Heading into Nutcracker season, we are reminded of how many young dancers grow up dreaming of Sugar Plum Fairies. But with “So You Think You Can Dance” on the scene, Clara and her prince now have a significant rival when it comes to youthful dreams. The TV show gives dancers a high-profile alternative to The Nutcracker as a worthy pre-professional ambition.


This month the two newest “SYTYCD” winners grace the cover of our sister publication Dance Spirit. But here in the pages of Dance Teacher, we’re even more excited about what happens behind the scenes. In our cover story about Stacey Tookey, you’ll get an inside look at how the Emmy Award–nominated choreographer works with the dancers to showcase their stellar technique.


Tookey and other audience favorites from the show are also active in the convention scene, making it a popular pathway to “SYTYCD” success.
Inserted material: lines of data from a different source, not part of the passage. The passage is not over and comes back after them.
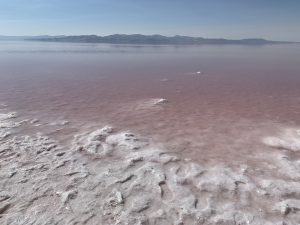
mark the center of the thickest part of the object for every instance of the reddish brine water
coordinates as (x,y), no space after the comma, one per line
(221,100)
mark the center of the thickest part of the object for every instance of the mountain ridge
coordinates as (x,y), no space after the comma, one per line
(155,39)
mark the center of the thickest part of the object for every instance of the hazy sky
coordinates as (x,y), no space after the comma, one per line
(272,19)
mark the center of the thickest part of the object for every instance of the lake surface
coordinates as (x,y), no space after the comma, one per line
(221,100)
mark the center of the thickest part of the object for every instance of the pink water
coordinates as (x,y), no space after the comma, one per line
(242,94)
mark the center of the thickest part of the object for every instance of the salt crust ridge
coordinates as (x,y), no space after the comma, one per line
(117,177)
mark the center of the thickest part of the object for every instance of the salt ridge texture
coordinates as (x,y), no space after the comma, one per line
(116,177)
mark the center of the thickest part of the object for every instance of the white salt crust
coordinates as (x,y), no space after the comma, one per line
(116,177)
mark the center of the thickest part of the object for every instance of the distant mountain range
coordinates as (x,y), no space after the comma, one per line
(143,39)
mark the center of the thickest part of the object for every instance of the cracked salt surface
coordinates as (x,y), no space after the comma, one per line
(109,176)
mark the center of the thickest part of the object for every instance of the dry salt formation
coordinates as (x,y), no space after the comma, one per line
(110,176)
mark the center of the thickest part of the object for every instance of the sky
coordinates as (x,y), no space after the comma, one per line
(233,19)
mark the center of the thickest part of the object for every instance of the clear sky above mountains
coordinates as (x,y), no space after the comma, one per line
(271,19)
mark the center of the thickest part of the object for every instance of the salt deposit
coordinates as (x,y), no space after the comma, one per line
(108,176)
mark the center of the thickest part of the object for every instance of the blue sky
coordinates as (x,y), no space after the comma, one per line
(272,19)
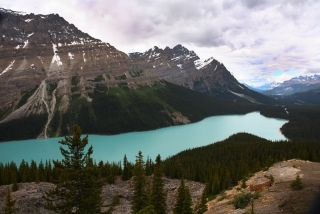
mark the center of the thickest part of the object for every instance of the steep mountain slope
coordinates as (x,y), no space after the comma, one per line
(183,67)
(295,85)
(55,74)
(308,97)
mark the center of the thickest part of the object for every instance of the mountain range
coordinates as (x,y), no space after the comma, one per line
(291,86)
(53,73)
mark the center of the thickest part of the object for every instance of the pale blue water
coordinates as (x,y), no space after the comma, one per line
(166,141)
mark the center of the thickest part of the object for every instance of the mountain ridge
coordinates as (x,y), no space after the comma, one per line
(48,65)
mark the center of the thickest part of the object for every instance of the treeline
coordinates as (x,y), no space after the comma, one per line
(220,165)
(224,163)
(303,123)
(115,110)
(10,173)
Not only is the convention floor a great place to be noticed by the likes of Tookey, Mia Michaels, Brian Friedman and Tyce Diorio, but it’s where dancers build the chops necessary to ace an audition in the commercial world. Check out the annual Dance Teacher Convention Guide (available in our print, iPad and Nook editions).


As great as conventions are for exposure, nothing can replace the fundamental training and support a dancer receives in her home studio. That’s why we gave the green light to writer Rachel Berman to talk with past season contestants about their early teachers. Berman, a former dancer with the Paul Taylor Dance Company, wondered why there is so little acknowledgement of teachers on the show. “They never give the teachers enough credit,” she said when she proposed the story. “These whiz kids did not come from nowhere!” In her story, you’ll meet the hometown teachers behind four “SYTYCD” stars.


And there is much more in this issue to inspire and intrigue. Igal Perry, for instance, demonstrates his method for teaching a développé à la seconde in Technique (click here for the video). And in “Left vs. Right,” Pennsylvania Ballet principal Julie Diana shares the advice of master teachers on how to develop a dancer’s weaker side.

Wishing you peace and good health for the holidays!